2. L’assurance emprunteur : un poste de coût majeur souvent sous-estimé
L’assurance emprunteur peut représenter jusqu’à 0,5 % du capital emprunté. Depuis la loi Lemoine de 2022, les emprunteurs peuvent changer d’assurance à tout moment et sans frais. Conseillez à vos clients :
- Comparer les offres externes : les assurances hors banques peuvent être 2 à 4 fois moins chères.
- Vérifier les garanties : la nouvelle assurance doit offrir un niveau de couverture équivalent à celui exigé par la banque.
- S’appuyer sur les plateformes spécialisées pour identifier les meilleures propositions.
Exemple concret
Pour un prêt de 250 000 € sur 20 ans, un emprunteur de 35 ans en bonne santé peut économiser jusqu’à 14 000 € en choisissant une assurance externe. Utilisez cet exemple pour illustrer l’impact des économies auprès de vos clients.
3. Choisir la bonne garantie : hypothèque ou caution ?
Les garanties exigées par la banque peuvent être sous forme d’hypothèque ou de caution. Le coût représente 1 % à 2 % du montant du prêt pour une hypothèque et un montant similaire pour une caution. Cependant, la caution offre davantage de souplesse, car elle permet un remboursement partiel de la somme versée à la fin du crédit. A contrario, l’hypothèque peut générer des frais supplémentaires en cas de revente.

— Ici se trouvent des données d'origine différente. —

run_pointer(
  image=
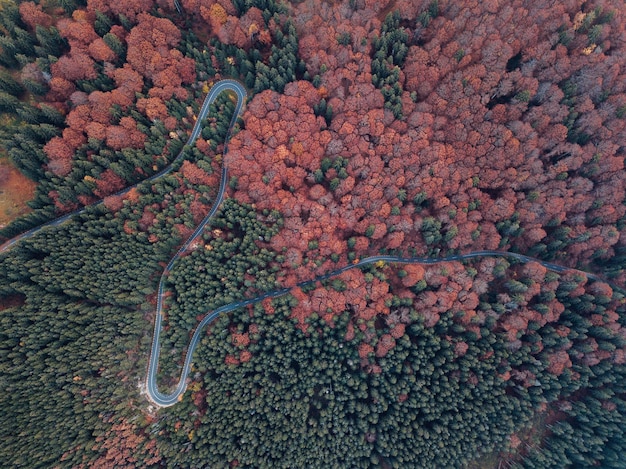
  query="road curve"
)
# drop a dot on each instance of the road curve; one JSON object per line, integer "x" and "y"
{"x": 165, "y": 400}
{"x": 222, "y": 85}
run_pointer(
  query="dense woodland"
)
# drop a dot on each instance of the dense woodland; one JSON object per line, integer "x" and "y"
{"x": 407, "y": 127}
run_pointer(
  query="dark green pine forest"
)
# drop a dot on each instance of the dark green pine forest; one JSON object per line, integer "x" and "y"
{"x": 489, "y": 362}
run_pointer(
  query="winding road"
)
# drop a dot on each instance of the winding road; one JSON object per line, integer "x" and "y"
{"x": 164, "y": 400}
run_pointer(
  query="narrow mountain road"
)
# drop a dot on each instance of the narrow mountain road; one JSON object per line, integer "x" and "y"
{"x": 164, "y": 400}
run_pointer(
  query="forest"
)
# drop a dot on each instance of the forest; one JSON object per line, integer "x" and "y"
{"x": 414, "y": 128}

Pour vos clients, privilégier la caution est souvent préférable en raison de sa flexibilité et de la possibilité de récupérer une partie des frais.
4. Surveiller les frais cachés dans le contrat
En plus des frais de dossier, d’assurance et de garantie, certains frais moins visibles peuvent alourdir le coût total :
- Indemnités de remboursement anticipé (IRA) : elles sont souvent négociables.
- Frais de transfert de garantie lors de la revente.
- Frais de tenue de compte obligatoire.
Encouragez vos clients à lire attentivement le contrat et à demander des clarifications sur chaque poste de frais. Un agent immobilier avisé peut attirer l’attention sur ces points avant la signature.
5. L’apport d’un courtier en crédit immobilier
En 2025, plus de 40 % des emprunteurs font appel à un courtier. Ce professionnel aide à négocier aussi bien le taux que l’ensemble des frais annexes. Selon l’article, un courtier peut faire économiser entre 5 000 € et 12 000 € sur la durée de vie du prêtr. Toutefois, les frais de courtage s’établissent généralement entre 0,5 % et 1 % du montant emprunté, somme souvent prise en charge par la banque. Recommandez à vos clients de consulter un courtier lorsque leur situation nécessite un accompagnement personnalisé ou pour accéder à un réseau d’établissements financiers plus large.
Conclusion : un rôle d’accompagnement pour l’agent immobilier
Dans un contexte où les taux se stabilisent mais où les frais annexes restent importants, l’agent immobilier a un rôle clé d’accompagnement et de conseiller. En aidant vos clients à négocier les frais de dossier, à optimiser l’assurance emprunteur, à choisir la bonne garantie, à détecter les frais cachés et à s’entourer d’un courtier, vous leur permettez de réduire considérablement le coût total de leur crédit immobilier. Ainsi, votre expertise dépasse la seule recherche de biens et contribue directement à la réussite financière de leurs projets immobiliers.